I remember that in that hallowed debut review, I gave Hold On Now, Youngster an 8. Hrmmm.
There is a split in the middle of the album – the first half being largely poppy tracks that draw a line back to the early days, andthe second feeling like the logical extension of Romance is Boring. Rather than injecting variety, this makes it feel like the album’s stuck somewhere in the middle and stops it from feeling so definitive. It’s not a statement of intent, the kind that makes the journalist’s – or historian’s – job easy. It just is.
I accept that, fight my narrative urgings and try to just listen to the thing:
Hello Sadness is intensely listenable; after all, in the month since the CD arrived, I’ve played the album 40 times. Every time I’ve liked different parts, different songs, different halves of the album – I now fall on the side of the second half, with the grand sweeping songs more informed by rock than LC’s native pop.
The whole thing is beautifully sonorous. Notes ring out like a monstrous bell, finely tuned enough to be sensitive to the tap of a single fingernail. There’s a fresh clarity in the lyrics too. There are still a lot of little lines I don’t fully grasp, but it’s definitely easier to pinpoint what songs are actually about - not sketches or scribbles, but textured oil-paintings.
I think I wrote in the early days that their songs sounded like blocks of primary colour. That Tetrimino blockiness is still there in the music, but the colours have turned to tastefully faded pastel. The same goes for the emotions it presents. Hello Sadness is a self-announced breakup album, but it’s not a journey into the dark heart of the lonely, as much as an examination of all the complexities and subtleties. Songs About Your Girlfriend, listening a bit harder, actually gets a little more complicated than just Gareth as mocking pop siren. It’s a worthy endeavour, but articulating these feelings is necessarily a bit less dynamic; they lend themselves less to fist-in-the-air moments.
And maybe it’s just that I have no need for it right now, and hopefully not in my future either. There are times in my past, as I stuck my face deep into my pillow, where the album would have struck deep, would have been a companion.
These days, I’d rather be dancing. And there’s not much dancing to be had in Sadness.
Listens #41-43 (epilogue)
I’m sitting on a train, sweating into a Los Campesinos! t-shirt. The process of writing this has gone on far too long and I decide it’s time to reign it in before it goes from mess to unpublished mess. I listen to Hello Sadness another three times.
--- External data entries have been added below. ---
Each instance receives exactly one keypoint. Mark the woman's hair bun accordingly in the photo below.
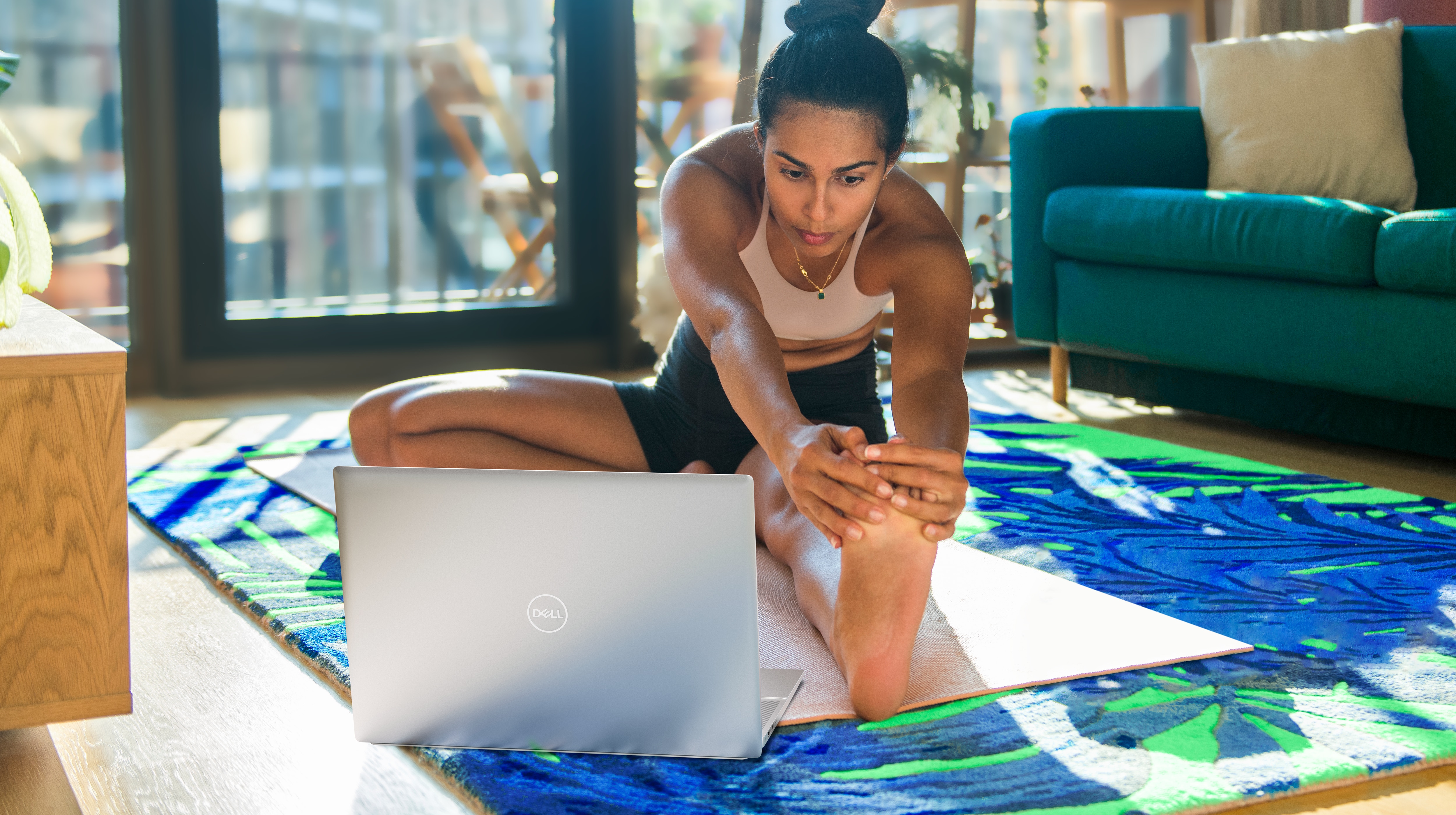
(809, 15)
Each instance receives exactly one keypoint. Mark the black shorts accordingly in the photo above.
(686, 415)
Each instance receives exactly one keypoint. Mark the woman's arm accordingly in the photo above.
(932, 289)
(704, 215)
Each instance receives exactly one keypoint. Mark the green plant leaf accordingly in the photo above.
(9, 137)
(9, 63)
(9, 277)
(33, 241)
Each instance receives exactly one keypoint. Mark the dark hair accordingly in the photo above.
(833, 62)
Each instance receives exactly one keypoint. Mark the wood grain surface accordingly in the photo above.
(226, 722)
(31, 778)
(63, 530)
(46, 343)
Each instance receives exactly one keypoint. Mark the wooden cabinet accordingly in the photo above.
(65, 647)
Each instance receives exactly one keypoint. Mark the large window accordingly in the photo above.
(384, 156)
(65, 111)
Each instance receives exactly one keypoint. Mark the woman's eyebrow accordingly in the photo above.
(791, 159)
(845, 169)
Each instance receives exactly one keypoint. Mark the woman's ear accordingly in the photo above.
(893, 158)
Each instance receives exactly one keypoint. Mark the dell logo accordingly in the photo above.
(547, 612)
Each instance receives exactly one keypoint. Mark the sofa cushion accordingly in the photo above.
(1368, 341)
(1311, 113)
(1235, 233)
(1417, 252)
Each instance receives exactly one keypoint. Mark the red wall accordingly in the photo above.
(1413, 12)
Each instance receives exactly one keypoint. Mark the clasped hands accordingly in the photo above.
(841, 482)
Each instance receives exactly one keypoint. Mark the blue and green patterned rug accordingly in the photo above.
(1347, 590)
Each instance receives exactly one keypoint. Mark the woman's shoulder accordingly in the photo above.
(721, 177)
(734, 152)
(909, 231)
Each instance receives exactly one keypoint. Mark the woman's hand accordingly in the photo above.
(935, 476)
(816, 463)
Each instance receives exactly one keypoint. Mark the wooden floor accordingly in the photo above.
(228, 722)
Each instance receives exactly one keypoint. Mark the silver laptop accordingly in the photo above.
(555, 612)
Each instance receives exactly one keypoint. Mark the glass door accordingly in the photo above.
(65, 110)
(386, 158)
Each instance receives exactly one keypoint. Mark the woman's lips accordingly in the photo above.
(814, 238)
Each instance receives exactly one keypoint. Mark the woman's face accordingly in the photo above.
(823, 169)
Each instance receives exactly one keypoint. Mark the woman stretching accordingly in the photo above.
(784, 241)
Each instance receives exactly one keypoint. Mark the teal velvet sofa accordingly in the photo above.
(1301, 313)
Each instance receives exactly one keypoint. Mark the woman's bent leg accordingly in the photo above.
(506, 420)
(867, 599)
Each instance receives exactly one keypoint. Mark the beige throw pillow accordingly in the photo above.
(1310, 113)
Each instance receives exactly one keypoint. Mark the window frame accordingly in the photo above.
(596, 241)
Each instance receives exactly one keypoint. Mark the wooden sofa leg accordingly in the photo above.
(1059, 375)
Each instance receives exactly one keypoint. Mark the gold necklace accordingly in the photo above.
(831, 270)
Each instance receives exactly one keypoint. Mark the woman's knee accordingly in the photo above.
(376, 417)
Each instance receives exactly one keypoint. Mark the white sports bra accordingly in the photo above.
(794, 313)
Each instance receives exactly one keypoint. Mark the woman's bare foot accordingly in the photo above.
(883, 589)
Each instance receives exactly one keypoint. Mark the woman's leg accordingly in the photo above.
(867, 599)
(507, 420)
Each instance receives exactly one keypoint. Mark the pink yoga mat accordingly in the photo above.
(991, 623)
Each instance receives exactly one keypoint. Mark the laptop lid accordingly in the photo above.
(568, 612)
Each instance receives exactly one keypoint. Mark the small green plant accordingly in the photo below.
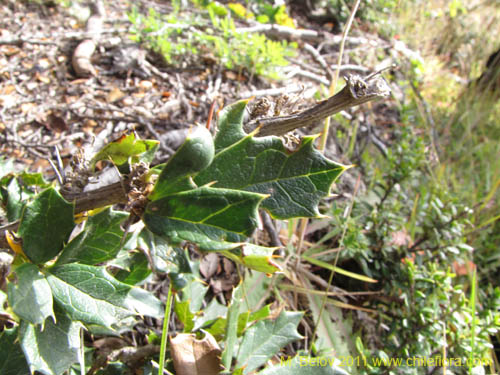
(180, 41)
(410, 233)
(65, 280)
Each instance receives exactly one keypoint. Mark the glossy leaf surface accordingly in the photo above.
(46, 224)
(294, 180)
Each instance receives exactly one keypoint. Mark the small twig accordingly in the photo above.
(357, 91)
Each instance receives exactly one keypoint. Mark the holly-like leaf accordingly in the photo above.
(194, 155)
(266, 338)
(204, 212)
(46, 224)
(123, 148)
(98, 242)
(31, 297)
(53, 350)
(12, 360)
(215, 220)
(89, 294)
(294, 180)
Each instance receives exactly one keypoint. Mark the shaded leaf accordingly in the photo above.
(31, 297)
(123, 148)
(46, 224)
(266, 338)
(53, 350)
(89, 294)
(205, 210)
(138, 272)
(12, 360)
(98, 242)
(194, 155)
(294, 180)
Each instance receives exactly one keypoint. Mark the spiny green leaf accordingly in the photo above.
(46, 224)
(195, 154)
(294, 180)
(123, 148)
(53, 350)
(203, 211)
(12, 359)
(266, 338)
(89, 294)
(31, 297)
(98, 242)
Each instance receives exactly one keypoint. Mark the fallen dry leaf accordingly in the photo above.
(195, 357)
(114, 95)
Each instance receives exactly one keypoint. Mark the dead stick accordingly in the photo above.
(357, 91)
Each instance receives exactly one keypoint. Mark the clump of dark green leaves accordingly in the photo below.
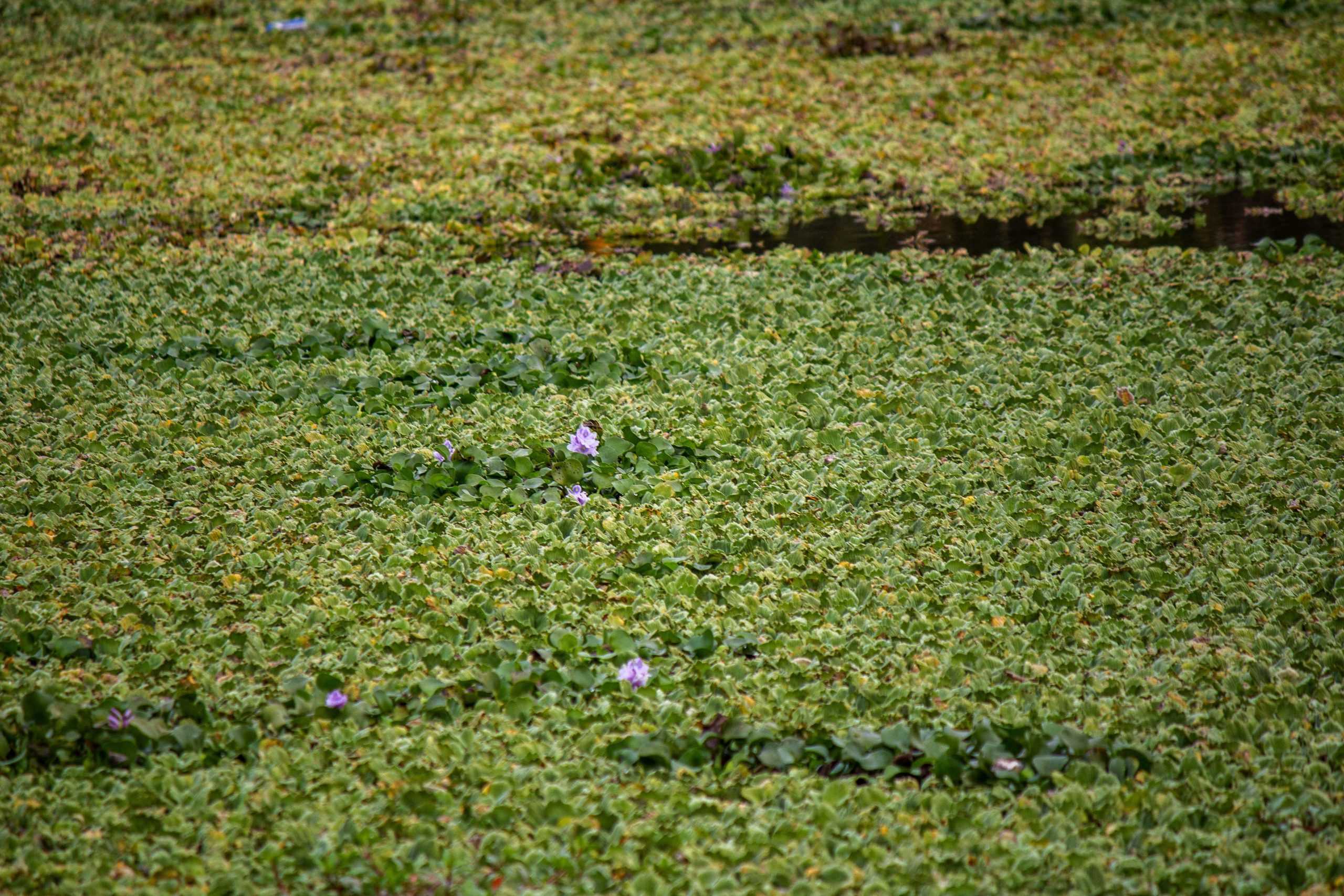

There is nothing particularly magical about the experience, and honestly I don’t reach any particularly profound conclusions about the album.
I probably never will – although I might try again when I see them again in the spring – but it’s out there now, and all those loose thoughts can float up and away and join all the rest. I can finally let go, and see if I keep listening regardless.